Ele é respeitado como um dos principais responsáveis por Minas ter se tornado uma referência mundial na produção de café. (O TEMPO)
UM BRASILEIRO COM A ALMA DE MINAS – Veja o que disse o ex-ministro e ex-deputado, Carlos Melles sobre a morte de Paolinelli.
“Muito triste com a perda do meu amigo querido Alysson Paolinelli, um brasileiro com a alma de Minas e uma visão como poucos de mundo e de humanidade. É meu ídolo há 50 anos, comecei a trabalhar em pesquisa por suas mãos (Epamig – Pipaemg), e desde sempre tenho profunda admiração por sua inteligência, sua bondade, sua capacidade de sempre estar inovando. Ele parte para o descanso eterno, e deixa um legado que estará sempre vivo. Engenheiro agrônomo pela Esal (Hoje Ufla), nosso eterno ministro da Agricultura, um dos idealizadores da Embrapa, foi o líder da revolução agrícola tropical sustentável, responsável pela introdução de tecnologias na produção agrícola – especialmente no cerrado, contribuindo decisivamente para que o Brasil se tornasse autossuficiente em alimentos e uma potência no setor agroalimentar. Minha homenagem e gratidão, perdemos um ser humano maravilhoso, um brasileiro indicado ao Prêmio Nobel, que viverá sempre em meu, em nossos corações. Meus sentimentos à sua esposa Marisa, filhos, familiares, e a todos os amigos em luto. O Brasil perdeu um grande homem, que possamos honrar e seguir seus ensinamentos”.
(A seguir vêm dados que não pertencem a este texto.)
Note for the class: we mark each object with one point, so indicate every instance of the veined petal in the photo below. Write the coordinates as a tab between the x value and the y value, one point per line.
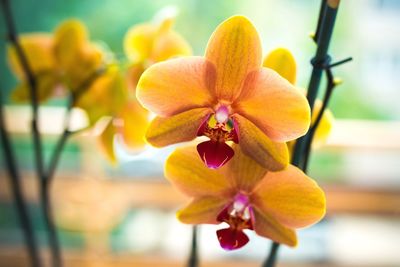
268	227
187	172
291	197
178	128
271	155
325	125
235	50
138	41
135	121
170	44
176	85
274	105
202	210
106	141
244	171
38	48
282	61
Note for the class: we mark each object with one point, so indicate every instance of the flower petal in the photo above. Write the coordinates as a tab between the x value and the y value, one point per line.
202	210
135	121
215	154
266	226
255	144
235	50
244	171
274	105
282	61
325	125
231	239
178	128
176	85
187	172
38	48
291	197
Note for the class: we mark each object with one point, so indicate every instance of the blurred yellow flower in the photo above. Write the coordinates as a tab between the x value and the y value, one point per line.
246	197
282	61
226	96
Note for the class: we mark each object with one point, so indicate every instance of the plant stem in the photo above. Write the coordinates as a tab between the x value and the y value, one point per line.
13	173
37	142
193	257
320	62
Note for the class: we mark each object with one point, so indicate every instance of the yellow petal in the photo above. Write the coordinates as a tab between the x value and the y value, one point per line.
275	106
46	85
235	50
245	172
168	45
268	227
185	170
69	39
291	197
38	48
138	41
135	121
325	126
106	141
254	143
204	210
176	85
282	61
176	129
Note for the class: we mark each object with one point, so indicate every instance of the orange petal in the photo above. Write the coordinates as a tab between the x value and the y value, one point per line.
176	85
235	50
203	210
282	61
268	227
291	197
106	141
254	143
274	105
244	171
168	45
325	126
135	121
185	170
178	128
138	41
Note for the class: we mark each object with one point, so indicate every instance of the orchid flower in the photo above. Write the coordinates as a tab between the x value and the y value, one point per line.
282	61
226	96
245	196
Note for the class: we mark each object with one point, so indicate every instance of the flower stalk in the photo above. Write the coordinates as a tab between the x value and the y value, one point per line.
320	63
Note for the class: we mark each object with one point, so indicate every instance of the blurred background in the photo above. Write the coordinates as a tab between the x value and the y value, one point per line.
124	215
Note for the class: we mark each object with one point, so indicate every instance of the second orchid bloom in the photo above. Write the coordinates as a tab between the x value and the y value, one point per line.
226	96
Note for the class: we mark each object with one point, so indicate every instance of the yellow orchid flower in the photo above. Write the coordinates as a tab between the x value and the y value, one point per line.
62	60
282	61
246	197
226	96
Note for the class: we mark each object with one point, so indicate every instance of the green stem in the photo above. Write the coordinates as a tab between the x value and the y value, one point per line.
15	182
302	149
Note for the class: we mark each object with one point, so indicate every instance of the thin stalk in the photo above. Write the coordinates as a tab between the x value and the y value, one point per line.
194	257
15	182
320	62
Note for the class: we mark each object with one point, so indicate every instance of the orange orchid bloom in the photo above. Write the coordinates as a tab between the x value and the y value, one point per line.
245	196
226	96
282	61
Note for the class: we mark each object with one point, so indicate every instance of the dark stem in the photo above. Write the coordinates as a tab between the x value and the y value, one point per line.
270	261
37	143
320	62
194	257
15	182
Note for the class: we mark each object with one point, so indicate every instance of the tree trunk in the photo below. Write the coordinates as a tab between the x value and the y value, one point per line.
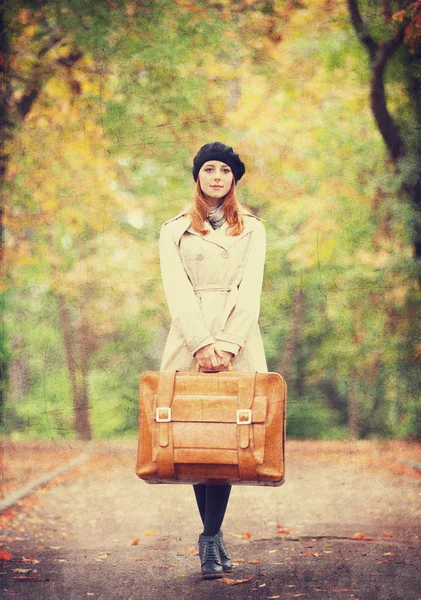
380	54
352	408
77	373
293	338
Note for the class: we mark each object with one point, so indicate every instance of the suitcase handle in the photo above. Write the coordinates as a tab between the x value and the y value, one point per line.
217	370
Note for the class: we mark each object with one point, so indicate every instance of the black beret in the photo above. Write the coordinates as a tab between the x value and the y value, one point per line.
218	151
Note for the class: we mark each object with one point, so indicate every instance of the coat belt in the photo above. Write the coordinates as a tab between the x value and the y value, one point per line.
212	288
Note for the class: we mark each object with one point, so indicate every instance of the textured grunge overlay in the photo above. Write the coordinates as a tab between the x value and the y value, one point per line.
104	105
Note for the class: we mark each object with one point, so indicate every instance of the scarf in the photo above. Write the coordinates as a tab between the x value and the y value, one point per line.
216	216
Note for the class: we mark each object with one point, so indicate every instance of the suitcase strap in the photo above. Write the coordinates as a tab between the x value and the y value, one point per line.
165	454
246	460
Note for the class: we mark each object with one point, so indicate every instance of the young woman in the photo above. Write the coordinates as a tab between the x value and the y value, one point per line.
212	261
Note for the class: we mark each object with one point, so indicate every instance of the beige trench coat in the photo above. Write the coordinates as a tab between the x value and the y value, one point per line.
213	286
DEPUTADO ARANTES TAMBÉM SE MANIFESTOU
“É com profunda tristeza que recebemos a notícia do falecimento do amigo, Dr. Alysson Paolinelli.
O Brasil perde o maior nome da agricultura mundial, sendo considerado o “pai do cerrado” brasileiro, quando ajudou a transformar uma região onde a agricultura era quase impossível em uma das maiores produtoras de grãos do país. Um nome que é sinônimo de agricultura e um homem que é exemplo de trabalho. Dr. Alysson será o nosso eterno ministro da Agricultura, por seu trabalho foi indicado duas vezes ao prêmio Nobel da Paz, por suas enormes contribuições à produção no campo, levando alimentação saudável e segura para todo o planeta.
E eu perdi um grande amigo, um conselheiro, uma inspiração. Obrigado meu amigo por ter me dado a oportunidade de conviver e aprender com o Senhor. Descanse em paz. À família meus sinceros sentimentos”.
NOTA DE PESAR DO DEPUTADO FEDERAL EMIDINHO MADEIRA
“Lamentamos, profundamente, o falecimento, aos 86 anos, de Alysson Paolinelli, um ícone do agronegócio no país. Mineiro de Bambuí, Paolinelli foi o grande responsável pela expansão da soja e outras culturas no cerrado brasileiro. Engenheiro agrônomo pela UFLA (Lavras), professor e pesquisador incansável, Alysson Paolinelli também foi ministro e secretário de Estado da Agricultura, deputado federal e um dos responsáveis pela criação da EMBRAPA. Chegou a ser indicado para o Prêmio Nobel da Paz por mais de uma vez. O Brasil perdeu um de seus grandes homens e o seu legado jamais será esquecido. Nossos sentimentos aos familiares e amigos.”